Wembley unveils ambitious plans for Hongkong Stadium

PUBLISHED : Saturday, 16 January, 1993, 12:00am
UPDATED : Saturday, 16 January, 1993, 12:00am

THE new Hongkong Stadium could host flamboyant professional wrestlers, gridiron games and concerts by top pop stars, the head of the company chosen to manage the facility said yesterday.

Sir Brian Wolfson, chairman of Wembley PLC, said soccer, union and league rugby, as well as motorcross - in which motorcycle racers speed over bumpy terrain - could also be featured at the new venue, which will be completed next year.

Urban councillors voted yesterday to appoint Wembley, which runs the famous Wembley complex in Britain, to manage the Hongkong Stadium.

''The facility itself is first, international class, as a result of which it will make a very strong claim to any event that's going around,'' Sir Brian, who had flown to Hongkong for the announcement and the signing of a letter of intent, said.

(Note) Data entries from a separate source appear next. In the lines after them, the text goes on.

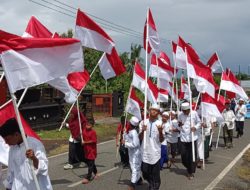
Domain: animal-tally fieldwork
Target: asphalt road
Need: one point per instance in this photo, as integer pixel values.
(114, 178)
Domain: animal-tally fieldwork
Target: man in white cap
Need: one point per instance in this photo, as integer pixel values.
(189, 122)
(240, 112)
(151, 147)
(132, 142)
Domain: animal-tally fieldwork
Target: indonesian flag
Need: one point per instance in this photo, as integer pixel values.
(184, 89)
(201, 74)
(91, 34)
(162, 95)
(35, 29)
(211, 107)
(164, 58)
(152, 91)
(139, 82)
(230, 83)
(174, 48)
(168, 86)
(180, 57)
(134, 105)
(214, 62)
(153, 38)
(78, 80)
(161, 70)
(111, 65)
(28, 62)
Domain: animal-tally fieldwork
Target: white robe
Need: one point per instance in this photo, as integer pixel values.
(19, 175)
(132, 142)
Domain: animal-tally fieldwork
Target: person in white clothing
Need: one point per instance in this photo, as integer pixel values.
(172, 134)
(228, 125)
(151, 135)
(19, 176)
(189, 122)
(240, 112)
(164, 149)
(132, 142)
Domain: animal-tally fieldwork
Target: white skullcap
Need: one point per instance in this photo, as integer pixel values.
(185, 106)
(134, 121)
(155, 107)
(165, 113)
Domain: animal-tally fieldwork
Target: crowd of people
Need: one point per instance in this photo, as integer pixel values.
(144, 146)
(148, 144)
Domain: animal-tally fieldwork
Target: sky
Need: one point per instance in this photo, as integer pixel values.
(221, 26)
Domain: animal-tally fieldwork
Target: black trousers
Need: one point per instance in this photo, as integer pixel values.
(76, 153)
(239, 127)
(91, 169)
(187, 156)
(151, 173)
(124, 154)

He estimated there could be about 20 international sporting and entertainment events annually at the 40,000-seat facility.

The stadium will also be used for a series of local or regional sporting events, performances and festivals.

Sir Brian said that while soccer remained the dominant sport in Hongkong, one American football game per year ''should not be beyond the realm of possibility''.

He said entertainment wrestling - which has been made popular by the World Wrestling Federation, whose competitors wear costumes and engage in colourful, rhetorical battles outside the ring - ''is another sport you could put in''. Boxing was also an option.

He said the new stadium, as well as Hongkong's ''sophisticated'' population, would put the territory on the touring map for pop acts embarking on stadium tours each year.

The venue may compete with the Hongkong Coliseum for some events, but Mr Chan Kin-bun, senior manager stadia/marketing with the Urban Council, said he doubted the Coliseum would be seriously affected.

The 12,000-seat Coliseum is managed by the Urban Council.

Mr Chan predicted the open-air Hongkong Stadium could be more popular with acts during the dry season, while the indoor Coliseum may be preferred in rainy periods.

Wembley beat off two other bidders - one from Australia and one from the United States.

''Their offer was far, far superior to the other two,'' Dr Ronald Leung Ding-bong, chairman of the Urban Council, said.

Dr Leung also praised the ''excellent track record'' of Wembley, which manages 14 venues worldwide.

While most details of the deal were kept secret, it was revealed that Wembley would get a share of profits generated by the stadium as well as a ''base fee''.

If the stadium operates at a loss, however, Wembley will waive its fee.

Wembley's management contract, which will be formally signed in March, extends for a decade.